Friday, June 08, 2007

Two Old Posts



1. As ever, proofreading, I am aware of the strange punctuational malady from which suffer: hyphenism, characterized by gratuitous and ornamental bridging of modifiers and nouns with hyphens. (Not to be confused, of course, with hyphy-ism [more on this later]). I am anxious about connections, anxious to make them. Am I making sense yet? I want you to nod your head. But, oh, things fall apart--nor all the king's adverbs, nor all the king's sutures, prevent the unchaining of the signifier after the cops visit the party and tell the people in charge to turn the music down and then drive away to do cop-type things.

Nor does the recourse to the indirect style of the fragment really help matters, forcing an attention to the types of coherence that are internal to phrase units, to meaning units.

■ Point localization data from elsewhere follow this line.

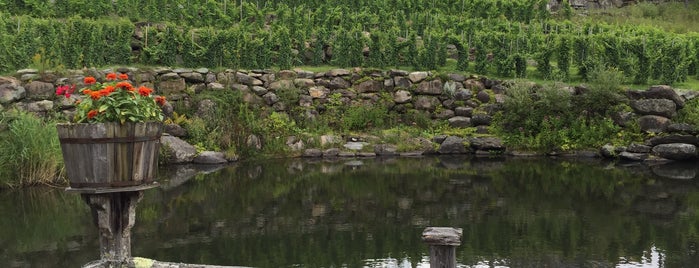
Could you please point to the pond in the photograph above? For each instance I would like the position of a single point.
(371, 213)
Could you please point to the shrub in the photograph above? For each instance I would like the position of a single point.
(29, 150)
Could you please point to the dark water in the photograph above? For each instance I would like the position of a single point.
(371, 213)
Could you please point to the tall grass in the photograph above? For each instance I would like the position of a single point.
(30, 152)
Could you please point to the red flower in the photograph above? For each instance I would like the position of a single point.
(125, 85)
(89, 80)
(91, 114)
(144, 91)
(160, 100)
(96, 95)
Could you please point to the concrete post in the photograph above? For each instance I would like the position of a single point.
(443, 242)
(115, 215)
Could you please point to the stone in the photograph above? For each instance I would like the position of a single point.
(402, 96)
(369, 86)
(318, 92)
(433, 87)
(661, 107)
(253, 141)
(286, 75)
(215, 86)
(663, 92)
(452, 145)
(339, 83)
(193, 77)
(282, 85)
(676, 170)
(653, 123)
(259, 91)
(210, 158)
(40, 106)
(633, 156)
(462, 94)
(459, 121)
(481, 120)
(355, 145)
(457, 77)
(177, 151)
(175, 130)
(338, 72)
(444, 114)
(463, 111)
(638, 148)
(676, 151)
(426, 103)
(171, 86)
(247, 79)
(682, 128)
(487, 144)
(37, 90)
(331, 152)
(483, 97)
(402, 82)
(312, 153)
(11, 91)
(674, 138)
(417, 77)
(304, 82)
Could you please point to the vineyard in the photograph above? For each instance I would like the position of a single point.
(488, 37)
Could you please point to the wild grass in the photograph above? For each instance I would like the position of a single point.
(30, 152)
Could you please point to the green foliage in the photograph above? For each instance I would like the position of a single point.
(551, 119)
(29, 150)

The layering and proliferation of polysemousness, of vernaculars, puns, auras, mediations, icings and smogs is, it seems, also another attempt to make things stick, connect.

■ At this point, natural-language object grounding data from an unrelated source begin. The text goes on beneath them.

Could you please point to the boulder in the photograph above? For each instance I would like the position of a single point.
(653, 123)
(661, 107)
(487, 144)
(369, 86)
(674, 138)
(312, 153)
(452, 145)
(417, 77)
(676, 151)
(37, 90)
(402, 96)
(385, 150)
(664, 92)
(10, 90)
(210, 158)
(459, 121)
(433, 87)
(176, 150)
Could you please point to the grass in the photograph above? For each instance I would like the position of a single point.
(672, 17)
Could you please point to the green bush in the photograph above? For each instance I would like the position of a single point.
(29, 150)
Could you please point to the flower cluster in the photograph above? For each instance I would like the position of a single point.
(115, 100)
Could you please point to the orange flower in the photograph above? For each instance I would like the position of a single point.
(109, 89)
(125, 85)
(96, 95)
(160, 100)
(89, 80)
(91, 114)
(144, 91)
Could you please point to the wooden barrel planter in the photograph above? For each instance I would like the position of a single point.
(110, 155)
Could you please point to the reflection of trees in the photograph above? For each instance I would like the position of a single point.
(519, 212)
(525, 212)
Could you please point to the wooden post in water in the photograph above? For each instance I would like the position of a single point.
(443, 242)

The pin near the top of the assemblage pops out. It holds a thread which, wrapped anxiously and multiply around each of the links, those little dead spots in thinking, makes it seem as if these words actually fit together, had receptors and nodes and agendas and budgets and all that. But no, they just drift away from each other in zero-g.


2. One month ago or so: a perfect day (clear, windy, cloudy-sunny) for looking at office park sculpture, most daring and difficult of art forms. I left my phone (see: 1, things fall apart) in the lecture hall at CCA after the tremendous Ed Roberson/Evie Shockley reading, and some kind soul found it and then found me and, after driving over to pick it up, I decided to finally head down to UCSF Mission Bay to see Richard Serra's sculpture installation there. A gigantic cruise ship was beached in a parking lot that was pretending to be water. The parking lot stretched from the early 20th century to the early 21st century. There was monumental architecture and monumental absence, construction debris, machinery and light rail, as in, perhaps, Antonioni's Red Desert or any number of Pasolini's films.

Ballast, the Serra installation, consists of two 50 ft. high rectangular steel slabs, tilted off vertical--both laterally and frontally-- by some very minute number of degrees. They are 133 ft. apart and communicate on some sonar dolphin-frequency to which ordinary perception has no access. I got up close, underneath one of the slabs, and looked up along its oxidized surface. Because the slab was off vertical, that's how I felt too, and on that day in particular, with low, fast clouds moving overhead opposite the tilt, a kind of weird counterbalance, I felt as if I were both improbably weightless and impossibly heavy.